9h matin  Toujours le froid glacial et gelée très forte. Dans la journée soleil magnifique. Alerte ce matin, le feu dans le tuyau de la petite cheminée de la chambre de Maurice et Marie-Louise !! Tout le monde en révolution pour rien ! Mais quel affolement de tous, excepté moi qui en ai vu bien d’autres. Je suis toujours là en attente ! Je voudrais bien pouvoir déclencher mon départ, car je perds mon temps ici. Et on me réclame là-bas ! Quoique ce ne soit que pour des services, car ce ne sont pas les affaires qui doivent m’affluer, et puis personne pour me seconder… ! En trouverais-je ?? à quels prix ??! Tout cela me décourage complètement. Quelle vie misérable !

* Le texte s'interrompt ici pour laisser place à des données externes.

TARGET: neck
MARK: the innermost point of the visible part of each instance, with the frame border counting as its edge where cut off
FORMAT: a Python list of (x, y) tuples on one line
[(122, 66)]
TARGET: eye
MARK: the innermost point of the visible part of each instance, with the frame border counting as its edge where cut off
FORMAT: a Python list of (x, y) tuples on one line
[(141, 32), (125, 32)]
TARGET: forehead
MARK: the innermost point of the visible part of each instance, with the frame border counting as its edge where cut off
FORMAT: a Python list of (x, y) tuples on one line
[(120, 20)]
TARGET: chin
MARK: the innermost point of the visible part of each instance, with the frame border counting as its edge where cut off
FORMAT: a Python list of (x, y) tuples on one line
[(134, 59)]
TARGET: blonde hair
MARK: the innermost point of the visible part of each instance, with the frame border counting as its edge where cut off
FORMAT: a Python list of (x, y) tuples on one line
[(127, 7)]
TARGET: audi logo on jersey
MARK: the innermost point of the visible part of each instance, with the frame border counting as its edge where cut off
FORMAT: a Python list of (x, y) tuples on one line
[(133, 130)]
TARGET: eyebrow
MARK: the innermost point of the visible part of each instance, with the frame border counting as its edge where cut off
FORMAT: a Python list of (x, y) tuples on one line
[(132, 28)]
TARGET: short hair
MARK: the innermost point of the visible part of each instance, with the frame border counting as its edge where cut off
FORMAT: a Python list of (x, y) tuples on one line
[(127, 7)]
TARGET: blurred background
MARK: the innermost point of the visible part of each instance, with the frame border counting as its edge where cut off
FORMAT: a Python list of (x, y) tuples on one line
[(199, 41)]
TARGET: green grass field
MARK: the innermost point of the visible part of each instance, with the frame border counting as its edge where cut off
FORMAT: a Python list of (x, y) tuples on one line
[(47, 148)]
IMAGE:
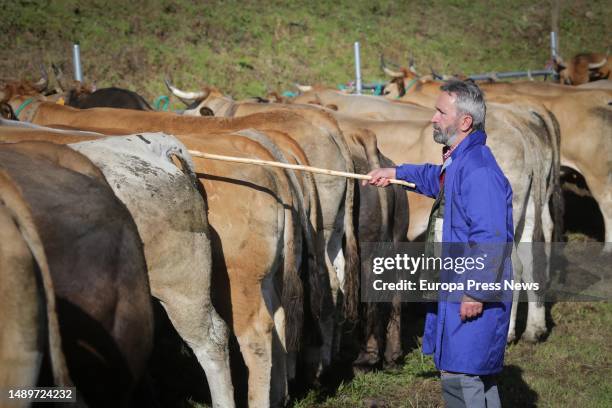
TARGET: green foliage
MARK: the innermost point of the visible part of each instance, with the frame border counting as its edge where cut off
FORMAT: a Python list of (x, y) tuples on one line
[(246, 48), (571, 368)]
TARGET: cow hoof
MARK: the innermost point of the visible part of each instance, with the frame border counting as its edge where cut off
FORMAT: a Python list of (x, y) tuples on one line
[(534, 336)]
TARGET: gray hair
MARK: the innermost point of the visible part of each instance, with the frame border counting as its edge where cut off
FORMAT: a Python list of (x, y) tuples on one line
[(470, 100)]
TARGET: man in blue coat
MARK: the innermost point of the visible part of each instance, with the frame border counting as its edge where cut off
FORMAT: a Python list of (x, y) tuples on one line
[(466, 333)]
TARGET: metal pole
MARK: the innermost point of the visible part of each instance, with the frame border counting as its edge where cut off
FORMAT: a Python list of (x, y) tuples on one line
[(554, 45), (76, 59), (357, 70)]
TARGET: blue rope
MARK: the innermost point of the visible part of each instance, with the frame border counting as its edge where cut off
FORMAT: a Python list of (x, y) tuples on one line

Impressions, Louis Guédet, Notaire et Juge de Paix à Reims. Récits et impressions de guerre d'un civil rémois 1914-1919, journal retranscrit par François-Xavier Guédet son petit-fils

  Cardinal Luçon

Lundi 10 – Visite de M. Benéri, Drouet, Nivois. M. Lami de Châlons

Cardinal Luçon dans son Journal de la Guerre 1914-1918, éd. par L’Académie Nationale de Reims – 1998 – TAR volume 173

Lundi 10 février

Le Conseil supérieur de guerre interallié a continué sa délibération sur le renouvellement de l’armistice. Il a approuvé la résolution suivante, qui était présentée par M. Wilson :

Dans les circonstances présentes, beaucoup de questions n’ayant pas dans le principe un caractère militaire sont soulevées journellement et, avec le temps, prennent une importance croissante. Ces questions devraient être traitées à l’avantage des États-Unis et des alliés par des représentants civils de ces gouvernements ayant qualité pour traiter les questions de finances, approvisionnement, blocus central, flotte et matières premières.
 » Pour cela, il sera constitué, à Paris, un conseil supérieur économique chargé de traiter les questions pendant la période de l’armistice.
 » Ce conseil pourra absorber ou remplacer à sa convenance tous les autres corps interalliés déjà existants et leurs pouvoirs. Le conseil économique ne pourra comporter plus de cinq représentants de chaque gouvernement intéressé.
 » Il sera adjoint à la présente commission internationale et permanente d’armistice deux représentants civils pour chaque gouvernement qui délibèreront avec le haut commandement allié, mais en réfèreront directement au conseil supérieur économique.
La commission de la Société des Nations a continué l’examen du projet Smuts-Wilson. Elle a presque terminé la première lecture et chargé une sous-commission, formée de MM. Hymans, Léon Bourgeois, Lord Robert Cecil et Venizelos, de mettre le texte au point.
Le comité central des ouvriers et soldats d’Allemagne a remis ses pouvoirs à l’Assemblée nationale de Weimar. Hambourg serait en feu. La guerre civile de janvier a fait 530 morts à Berlin.
Un aérobus est allé de Paris à Londres en trois heures.